Once a loosely regulated bunch, private equity firms might have to register as broker-dealers or find their ability to charge transaction fees or provide bank-like services impaired. These are the very services that help them attract portfolio companies.
The Securities and Exchange Commission rocked the private equity world last month when agency officials settled with private equity firm Blackstreet Capital Management for $3.1 million, signaling in a three-page agreement that if private equity firms want to charge transaction fees, they might have to register. According to the June 1 settlement, Blackstreet ran afoul of regulators by engaging in brokerage activity related to the acquisition and disposition of portfolio companies without registering as a broker-dealer.
Private equity firms perform a number of services for their portfolio companies, such as help them raise capital and assist with mergers and acquisitions.
Registration as a broker-dealer is not something private equity firms are eager to do because it is an expensive process and opens these firms up to another set of regulations and regulators, industry insiders and lawyers say.
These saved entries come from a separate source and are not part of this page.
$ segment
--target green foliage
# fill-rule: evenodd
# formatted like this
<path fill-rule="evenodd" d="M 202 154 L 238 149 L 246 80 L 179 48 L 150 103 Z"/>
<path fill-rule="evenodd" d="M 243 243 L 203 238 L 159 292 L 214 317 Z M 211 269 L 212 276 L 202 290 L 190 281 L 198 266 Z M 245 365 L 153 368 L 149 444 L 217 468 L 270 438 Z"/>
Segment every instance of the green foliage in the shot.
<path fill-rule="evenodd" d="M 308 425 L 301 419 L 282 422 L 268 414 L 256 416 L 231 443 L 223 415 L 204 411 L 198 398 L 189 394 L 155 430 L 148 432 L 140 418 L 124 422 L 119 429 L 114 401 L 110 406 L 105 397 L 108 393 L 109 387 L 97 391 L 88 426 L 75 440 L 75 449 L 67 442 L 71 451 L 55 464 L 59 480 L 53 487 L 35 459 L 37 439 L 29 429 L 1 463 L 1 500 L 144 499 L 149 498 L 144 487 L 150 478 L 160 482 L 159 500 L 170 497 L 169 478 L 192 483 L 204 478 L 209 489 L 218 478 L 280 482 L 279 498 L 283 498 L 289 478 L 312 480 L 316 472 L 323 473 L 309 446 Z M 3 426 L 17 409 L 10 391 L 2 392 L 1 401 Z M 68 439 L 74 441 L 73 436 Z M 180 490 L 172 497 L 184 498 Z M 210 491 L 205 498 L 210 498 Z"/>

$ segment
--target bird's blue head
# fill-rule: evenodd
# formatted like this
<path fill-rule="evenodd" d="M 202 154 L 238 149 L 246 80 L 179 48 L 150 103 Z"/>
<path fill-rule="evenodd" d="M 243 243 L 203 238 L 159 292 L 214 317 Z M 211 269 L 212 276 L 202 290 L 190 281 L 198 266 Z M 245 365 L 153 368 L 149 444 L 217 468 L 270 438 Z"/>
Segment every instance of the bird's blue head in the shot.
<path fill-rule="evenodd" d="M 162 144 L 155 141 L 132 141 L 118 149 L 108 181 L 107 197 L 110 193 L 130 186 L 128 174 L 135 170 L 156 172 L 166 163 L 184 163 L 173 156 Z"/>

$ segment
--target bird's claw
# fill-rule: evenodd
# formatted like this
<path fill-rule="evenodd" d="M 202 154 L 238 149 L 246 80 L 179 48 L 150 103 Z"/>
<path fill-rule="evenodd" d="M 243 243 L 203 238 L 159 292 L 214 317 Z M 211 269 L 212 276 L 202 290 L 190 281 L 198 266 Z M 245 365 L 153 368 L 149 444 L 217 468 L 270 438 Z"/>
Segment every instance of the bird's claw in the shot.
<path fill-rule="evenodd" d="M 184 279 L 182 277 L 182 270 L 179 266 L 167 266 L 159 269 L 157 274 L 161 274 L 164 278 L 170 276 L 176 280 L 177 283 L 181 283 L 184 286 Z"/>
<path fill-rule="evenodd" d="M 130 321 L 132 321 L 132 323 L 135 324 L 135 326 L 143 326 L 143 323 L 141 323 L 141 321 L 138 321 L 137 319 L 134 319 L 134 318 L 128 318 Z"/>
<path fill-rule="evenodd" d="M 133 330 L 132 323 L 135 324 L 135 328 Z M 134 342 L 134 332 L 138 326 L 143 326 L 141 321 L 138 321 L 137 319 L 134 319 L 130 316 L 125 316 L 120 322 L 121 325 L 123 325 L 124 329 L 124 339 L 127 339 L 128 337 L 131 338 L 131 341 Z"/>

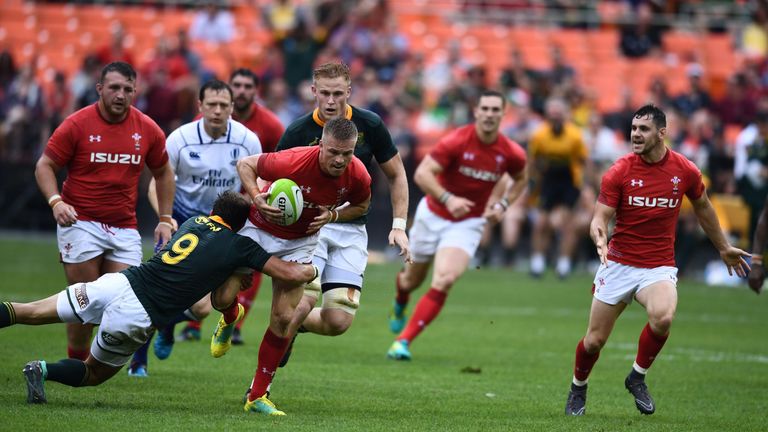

In order to avoid broker-dealer registration, many private equity firms have been offsetting as much as 100% of transaction fees against the management fees and/or carried interest.
“The new concern arising from Blackstreet is that private equity firms may need to become registered as broker-dealers if they engage in investment banking activities for their portfolio companies,” said David Fann, president and CEO of San Diego-based private equity consultant TorreyCove Capital Partners LLC. “This could be a new chapter of regulatory oversight for some private equity firms.”
The issue of registration first came up in a 2013 speech to the American Bar Association by David Blass, then chief counsel in the SEC's division of trading and markets who mentioned that private equity firms were charging transaction fees for investment banking and other banking services. In 2014, the SEC released a no-action letter on the issue, which provided limited relief only for brokers that solely worked on mergers and acquisitions, making relief generally unavailable to most private equity firms, according to a June 21 memo on the issue by law firm Winston & Strawn LLP.